The introduction of overlays in the early days of SDN enabled organizations to bridge the gap between the dynamic nature of their business policies and the static nature of their network. At the same time, overlays introduced significant challenges, which limited their adoption in the enterprise.
Responding to customer requests in this area, Apstra is announcing today AOS 2.0. Leveraging the recent advances in network operating system APIs and switch silicon support for VXLAN, AOS 2.0 delivers the first intent-based integrated underlay and overlay solution for the data center network.

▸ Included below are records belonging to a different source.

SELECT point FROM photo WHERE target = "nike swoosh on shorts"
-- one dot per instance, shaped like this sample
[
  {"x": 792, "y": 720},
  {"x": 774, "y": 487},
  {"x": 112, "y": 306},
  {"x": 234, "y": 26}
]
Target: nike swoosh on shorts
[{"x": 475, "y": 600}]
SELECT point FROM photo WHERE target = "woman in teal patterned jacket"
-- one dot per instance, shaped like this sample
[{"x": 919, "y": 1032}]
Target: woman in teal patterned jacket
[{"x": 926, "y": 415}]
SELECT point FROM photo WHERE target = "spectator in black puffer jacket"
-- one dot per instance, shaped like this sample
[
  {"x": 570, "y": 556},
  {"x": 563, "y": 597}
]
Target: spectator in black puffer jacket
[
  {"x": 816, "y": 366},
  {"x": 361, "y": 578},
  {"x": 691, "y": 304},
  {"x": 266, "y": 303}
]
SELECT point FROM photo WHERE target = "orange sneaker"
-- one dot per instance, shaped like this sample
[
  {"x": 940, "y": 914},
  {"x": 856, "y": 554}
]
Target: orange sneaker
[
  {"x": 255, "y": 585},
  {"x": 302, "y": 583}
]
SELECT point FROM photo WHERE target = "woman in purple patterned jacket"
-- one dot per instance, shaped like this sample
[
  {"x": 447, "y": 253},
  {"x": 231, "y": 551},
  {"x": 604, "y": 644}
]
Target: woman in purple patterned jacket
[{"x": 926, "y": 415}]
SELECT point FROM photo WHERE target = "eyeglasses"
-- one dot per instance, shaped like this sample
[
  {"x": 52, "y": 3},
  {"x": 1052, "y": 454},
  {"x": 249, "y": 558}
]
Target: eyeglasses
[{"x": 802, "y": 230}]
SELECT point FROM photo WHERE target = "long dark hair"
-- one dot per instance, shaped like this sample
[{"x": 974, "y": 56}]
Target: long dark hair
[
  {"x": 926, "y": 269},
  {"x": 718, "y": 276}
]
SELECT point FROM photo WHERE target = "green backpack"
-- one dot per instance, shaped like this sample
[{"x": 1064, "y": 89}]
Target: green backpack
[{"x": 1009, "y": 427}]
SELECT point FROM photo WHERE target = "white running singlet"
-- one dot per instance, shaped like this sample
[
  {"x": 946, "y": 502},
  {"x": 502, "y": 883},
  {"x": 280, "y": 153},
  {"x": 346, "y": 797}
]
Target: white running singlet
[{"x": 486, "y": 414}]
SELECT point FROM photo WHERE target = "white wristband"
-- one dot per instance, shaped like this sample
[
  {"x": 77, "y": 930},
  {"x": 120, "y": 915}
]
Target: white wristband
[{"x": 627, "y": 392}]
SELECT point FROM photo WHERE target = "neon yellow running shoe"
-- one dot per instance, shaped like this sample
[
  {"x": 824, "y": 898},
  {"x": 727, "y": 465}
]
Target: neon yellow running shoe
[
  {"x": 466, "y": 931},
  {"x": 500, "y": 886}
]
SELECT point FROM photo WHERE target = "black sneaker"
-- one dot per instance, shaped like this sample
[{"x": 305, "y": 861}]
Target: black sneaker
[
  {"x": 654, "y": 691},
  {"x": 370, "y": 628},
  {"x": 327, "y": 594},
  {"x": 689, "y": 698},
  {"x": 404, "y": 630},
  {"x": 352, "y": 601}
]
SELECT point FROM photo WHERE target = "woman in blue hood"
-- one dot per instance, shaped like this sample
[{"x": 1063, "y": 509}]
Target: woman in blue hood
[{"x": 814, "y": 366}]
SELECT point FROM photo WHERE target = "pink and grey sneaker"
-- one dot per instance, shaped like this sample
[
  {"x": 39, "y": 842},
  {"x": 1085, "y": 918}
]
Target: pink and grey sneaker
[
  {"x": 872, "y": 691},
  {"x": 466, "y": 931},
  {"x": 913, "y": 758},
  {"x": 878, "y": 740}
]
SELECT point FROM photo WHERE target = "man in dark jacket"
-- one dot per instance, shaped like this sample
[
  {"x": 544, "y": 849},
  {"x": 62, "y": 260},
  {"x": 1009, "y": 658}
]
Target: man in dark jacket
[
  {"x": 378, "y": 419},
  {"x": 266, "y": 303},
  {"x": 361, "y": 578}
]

Around a decade ago when SDN discussions first began, switches had no APIs, and to deliver dynamic policy there was no choice but to bypass networking engineering teams and extend an overlay on top of the physical network. This approach created a number of problems that limited the adoption of the technology:
Underlays and overlays are opaque to each other. Because the underlay and overlay are completely decoupled, it is that much harder for IT teams to debug networking problems. Was it caused by the overlay? The underlay? Through which links or interfaces do the packets pertaining to this particular overlay tunnel flow?
Organizational processes break with decoupled underlays and overlays. Overlays made it unclear who was really responsible for network services. The network engineering team? The compute team? The cloud team? Compute teams are often driven to buy and operate an overlay without the participation of network teams. That could mean that two network operators in the same data center don’t really work together. Or even acknowledge each other. Worse, the networking team is often finger-pointed, often without evidence. The network is the most critical asset in the data center; one operational team should be empowered and responsible — not two.

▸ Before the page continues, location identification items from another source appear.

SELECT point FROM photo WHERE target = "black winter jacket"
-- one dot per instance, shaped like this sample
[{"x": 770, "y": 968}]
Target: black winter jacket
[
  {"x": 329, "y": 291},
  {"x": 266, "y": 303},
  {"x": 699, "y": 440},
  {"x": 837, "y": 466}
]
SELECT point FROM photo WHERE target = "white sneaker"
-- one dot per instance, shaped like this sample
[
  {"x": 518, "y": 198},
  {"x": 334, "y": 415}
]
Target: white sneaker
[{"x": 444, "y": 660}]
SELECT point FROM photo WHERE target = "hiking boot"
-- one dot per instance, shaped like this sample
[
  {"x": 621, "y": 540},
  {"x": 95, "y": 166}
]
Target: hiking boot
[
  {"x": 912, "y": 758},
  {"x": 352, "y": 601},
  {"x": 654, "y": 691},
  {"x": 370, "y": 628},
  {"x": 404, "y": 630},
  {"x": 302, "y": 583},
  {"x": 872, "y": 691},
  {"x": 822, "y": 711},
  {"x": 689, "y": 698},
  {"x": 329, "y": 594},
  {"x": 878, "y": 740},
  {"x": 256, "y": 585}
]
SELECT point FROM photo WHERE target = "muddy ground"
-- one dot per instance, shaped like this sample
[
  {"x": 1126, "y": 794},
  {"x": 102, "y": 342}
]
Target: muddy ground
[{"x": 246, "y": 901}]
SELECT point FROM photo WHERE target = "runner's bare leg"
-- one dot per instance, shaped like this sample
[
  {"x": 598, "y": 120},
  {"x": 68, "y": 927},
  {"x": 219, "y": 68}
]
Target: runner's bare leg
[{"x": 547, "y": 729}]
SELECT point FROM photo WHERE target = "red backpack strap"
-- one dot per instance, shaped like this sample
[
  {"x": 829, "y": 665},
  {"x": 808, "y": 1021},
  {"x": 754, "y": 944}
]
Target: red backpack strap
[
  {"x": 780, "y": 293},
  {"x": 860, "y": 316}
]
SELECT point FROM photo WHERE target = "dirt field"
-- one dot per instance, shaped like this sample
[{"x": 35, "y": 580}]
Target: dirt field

Overlays don’t easily work with bare metal devices. While most workloads are virtualized, there is a lot of bare metal out there; storage, database, and many devices and appliances. The common solution is to build a gateway which generally encaps/decaps flows between the overlay and a bare metal segment. I am bullish on the use of an overlay, but quite honestly, a gateway for bare metal is a hack which only became necessary because of the unnatural fracture between underlay and overlay.
Introducing AOS 2.0:
Integrated overlay/underlay: Leveraging the innovative AOS state repository and intent modeling technology, all the state pertaining to the physical underlay, its topology, its logical entities, virtual networks, and all related telemetry are stored in the AOS distributed data store, and represented in a graph that captures all the pertinent relationships. As a result, AOS 2.0 provides powerful visibility into network state, including the physical and virtual, through its process of closed-loop, continuous validation of state against intent. In short, with AOS 2.0, the underlay/overlay correlation problem that has plagued first generation SDN solutions becomes a thing of the past.
All under the control of the network engineering team! AOS 2.0 enables a network infrastructure that leverages a modern Leaf/Spine L3 underlay network architecture using multi-vendor state-of-the-art equipment, that features an L3 underlay and stitches L2 services as an overlay — within the rack, and across racks. Organizations can then deliver L2 connectivity for their applications, and enforce policies and security zones across their various Application services Tiers — all under the control of network teams.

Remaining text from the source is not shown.